On Mon, 8 Feb 2010 17:18:28 +0000, Ian Jackson
wrote:
>>It took me about 5 minutes using a ham radio set on a small yacht 700
>>miles offshore to be speaking with an appropriate person in the US
>>coastguard. (In that case nothing worse than a very large buoy that
>>was adrift and a danger to shipping. The buoy was recovered within 36
>>hours.)
>Presumably you initially made contact with some radio amateur
>(somewhere), and he then set the wheels in motion by phoning the US
>coastguard etc. It obviously wasn't certain 'GLK London'!
>http://www.southgatearc.org/news/june2007/hancock.htm
LOL - yes I recall that episode from my childhood when the series of
"Hancock's half-hour" was originally aired!
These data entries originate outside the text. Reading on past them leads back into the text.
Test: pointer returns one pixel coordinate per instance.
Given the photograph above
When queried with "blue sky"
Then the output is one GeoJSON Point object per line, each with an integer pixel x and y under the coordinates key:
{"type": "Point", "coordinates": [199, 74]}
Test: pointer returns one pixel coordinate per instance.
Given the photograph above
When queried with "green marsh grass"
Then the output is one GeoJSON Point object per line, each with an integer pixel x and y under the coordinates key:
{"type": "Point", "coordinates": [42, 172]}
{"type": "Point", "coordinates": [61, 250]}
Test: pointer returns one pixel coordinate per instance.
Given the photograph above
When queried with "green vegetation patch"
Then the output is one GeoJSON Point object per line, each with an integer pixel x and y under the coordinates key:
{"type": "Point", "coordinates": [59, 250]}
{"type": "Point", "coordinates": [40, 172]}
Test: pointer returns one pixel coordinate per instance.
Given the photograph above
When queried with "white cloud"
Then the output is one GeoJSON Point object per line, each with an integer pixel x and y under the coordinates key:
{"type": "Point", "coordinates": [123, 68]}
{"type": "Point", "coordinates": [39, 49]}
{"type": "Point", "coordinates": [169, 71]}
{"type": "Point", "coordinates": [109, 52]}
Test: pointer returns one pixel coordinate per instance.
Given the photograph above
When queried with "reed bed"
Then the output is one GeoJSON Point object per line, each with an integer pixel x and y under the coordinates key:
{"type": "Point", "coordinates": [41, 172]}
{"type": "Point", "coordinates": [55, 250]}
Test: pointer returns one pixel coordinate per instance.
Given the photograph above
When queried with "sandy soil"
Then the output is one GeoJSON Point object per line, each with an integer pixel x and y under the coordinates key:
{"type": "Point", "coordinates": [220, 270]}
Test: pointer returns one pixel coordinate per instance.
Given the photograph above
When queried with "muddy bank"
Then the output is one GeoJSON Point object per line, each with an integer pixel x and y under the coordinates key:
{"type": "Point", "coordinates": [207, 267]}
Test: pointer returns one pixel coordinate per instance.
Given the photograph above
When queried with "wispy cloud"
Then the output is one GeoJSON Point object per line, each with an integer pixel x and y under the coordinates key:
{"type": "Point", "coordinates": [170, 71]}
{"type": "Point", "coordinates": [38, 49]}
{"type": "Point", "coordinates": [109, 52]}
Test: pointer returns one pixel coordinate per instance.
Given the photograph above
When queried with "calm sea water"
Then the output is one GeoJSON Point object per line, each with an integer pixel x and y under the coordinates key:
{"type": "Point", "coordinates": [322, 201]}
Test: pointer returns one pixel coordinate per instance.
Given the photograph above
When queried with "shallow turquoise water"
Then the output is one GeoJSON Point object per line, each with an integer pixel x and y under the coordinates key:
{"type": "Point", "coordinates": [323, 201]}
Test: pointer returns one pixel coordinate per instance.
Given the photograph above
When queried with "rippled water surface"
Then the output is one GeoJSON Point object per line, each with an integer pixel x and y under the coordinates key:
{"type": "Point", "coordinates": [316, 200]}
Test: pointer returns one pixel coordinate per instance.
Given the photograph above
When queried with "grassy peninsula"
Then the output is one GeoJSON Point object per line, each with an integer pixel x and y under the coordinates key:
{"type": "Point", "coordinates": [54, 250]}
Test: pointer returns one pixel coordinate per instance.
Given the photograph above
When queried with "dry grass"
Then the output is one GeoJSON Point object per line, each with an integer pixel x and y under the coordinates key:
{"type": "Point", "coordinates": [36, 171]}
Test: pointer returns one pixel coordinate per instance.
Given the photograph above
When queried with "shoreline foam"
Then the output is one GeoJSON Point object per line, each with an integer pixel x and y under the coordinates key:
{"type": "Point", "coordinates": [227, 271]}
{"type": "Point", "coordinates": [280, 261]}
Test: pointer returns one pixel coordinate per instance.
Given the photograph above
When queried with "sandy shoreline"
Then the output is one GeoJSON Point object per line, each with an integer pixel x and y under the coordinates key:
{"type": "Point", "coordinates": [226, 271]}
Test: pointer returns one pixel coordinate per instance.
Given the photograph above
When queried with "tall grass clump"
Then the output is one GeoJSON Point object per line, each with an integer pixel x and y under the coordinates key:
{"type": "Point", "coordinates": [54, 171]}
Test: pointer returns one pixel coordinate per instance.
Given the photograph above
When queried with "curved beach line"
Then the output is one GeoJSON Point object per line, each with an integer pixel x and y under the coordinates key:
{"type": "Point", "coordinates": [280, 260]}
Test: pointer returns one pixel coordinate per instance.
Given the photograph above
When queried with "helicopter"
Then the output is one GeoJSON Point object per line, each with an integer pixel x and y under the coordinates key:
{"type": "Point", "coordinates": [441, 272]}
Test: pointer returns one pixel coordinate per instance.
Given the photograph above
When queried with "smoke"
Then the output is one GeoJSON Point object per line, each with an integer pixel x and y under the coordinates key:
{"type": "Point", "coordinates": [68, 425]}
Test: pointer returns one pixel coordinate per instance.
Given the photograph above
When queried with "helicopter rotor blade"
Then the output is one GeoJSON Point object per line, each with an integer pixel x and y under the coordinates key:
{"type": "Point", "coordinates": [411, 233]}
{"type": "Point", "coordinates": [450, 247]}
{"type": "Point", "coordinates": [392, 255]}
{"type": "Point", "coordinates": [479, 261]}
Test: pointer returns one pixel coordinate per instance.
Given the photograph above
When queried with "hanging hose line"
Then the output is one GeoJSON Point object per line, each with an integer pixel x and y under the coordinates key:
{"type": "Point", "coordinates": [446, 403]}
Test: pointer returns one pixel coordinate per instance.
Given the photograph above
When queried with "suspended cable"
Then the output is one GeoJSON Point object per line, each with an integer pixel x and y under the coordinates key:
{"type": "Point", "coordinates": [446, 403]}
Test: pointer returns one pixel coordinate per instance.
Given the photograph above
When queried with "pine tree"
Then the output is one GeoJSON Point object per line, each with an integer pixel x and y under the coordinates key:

The ham I contacted was able to use his "phone patch" equipment to
allow me to speak to the coast guard directly via his landline. Apart
from the danger to navigation, the buoy in question was a research
buoy that had broken free of its mooring and was worth many hundreds
of thousands of dollars, and so they were very pleased to find it. We
happened to come across the ship that recovered it on its way back to
port (in fact they deliberately diverted slightly to say, "Thanks" to
us), and I had a long radio conversation with them. Apparently the
storm that had caused the buoy to be set adrift a month or so
previously had also damaged its satellite aerial so they had not been
able to track it, but they stated that its internal recorders had not
been affected and the buoy had gathered data that might prove more
valuable than the data it would have gathered had it remained where it
was supposed to be.
It was a steel cylindrical buoy about 10 meters in diameter (that's
*huge*) and rose around 3 meters from the water to its deck, with a
(damaged) tower and aerial array above that. Fortunately we had come
across it just after sunrise, because it was unlit and a collision
would have caused us some very severe damage.